Он ушел, запер за собою дверь, и я растянулся на жестких досках, в лихорадке и с сильною болью в груди, но уже менее яростным, менее враждебным к людям, менее далеким от Бога.
LX
Вечером пришел супер-интендант в сопровождении Шиллера, другого капрала и двух солдат затем, чтобы произвести обыск.
Было предписано три ежедневных обыска: утром, вечером, в полночь. Осматривали каждый угол камеры, каждую безделицу, потом низшие уходили, а супер-интендант (который никогда не упускал случая быть утром и вечером) оставался немного поговорить со мной.
В первый раз, как я увидал эту кучку, мне пришла в голову дикая мысль. Не зная еще этих тягостных обычаев и в бреду лихорадки, я вообразил, что пришли ко мне за тем, чтобы умертвить меня, и схватился за длинную цепь, находившуюся около меня, чтобы размозжить лицо первому, кто подойдет ко мне.
— Что вы делаете? — сказал супер-интендант. — Мы не за тем пришли, чтобы причинить вам какое-нибудь зло. Это посещение есть формальность для всех камер, которая имеет целью убедить нас в том, что здесь нет ничего ненадлежащего.
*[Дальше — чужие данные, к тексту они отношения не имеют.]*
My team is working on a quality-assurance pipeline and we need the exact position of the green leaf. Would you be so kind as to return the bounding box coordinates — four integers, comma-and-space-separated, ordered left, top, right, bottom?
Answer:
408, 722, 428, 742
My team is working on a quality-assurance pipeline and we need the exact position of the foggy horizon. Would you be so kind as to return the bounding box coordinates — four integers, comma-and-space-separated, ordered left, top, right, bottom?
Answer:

Я был в нерешимости, но, когда увидал, что подошел ко мне Шиллер и протянул мне дружески руку, его отеческий вид внушил мне доверие: я выпустил цепь и взял эту руку в свои.
— О, какой жар, — сказал он супер-интенданту. — Ему бы можно было по крайней мере дать соломенный тюфяк!
Он произнес эти слова с выражением такого истинного, нежного сострадания, что я был этим умилен.
Супер-интендант пощупал мой пульс, пожалел меня: он был ласковый, обходительный человек, но не посмел ничего произвольно разрешить мне.
— Здесь все строго и для меня, — сказал он. — Если я не буду буквально выполнять то, что мне предписано, я рискую быть отрешенным от своей должности.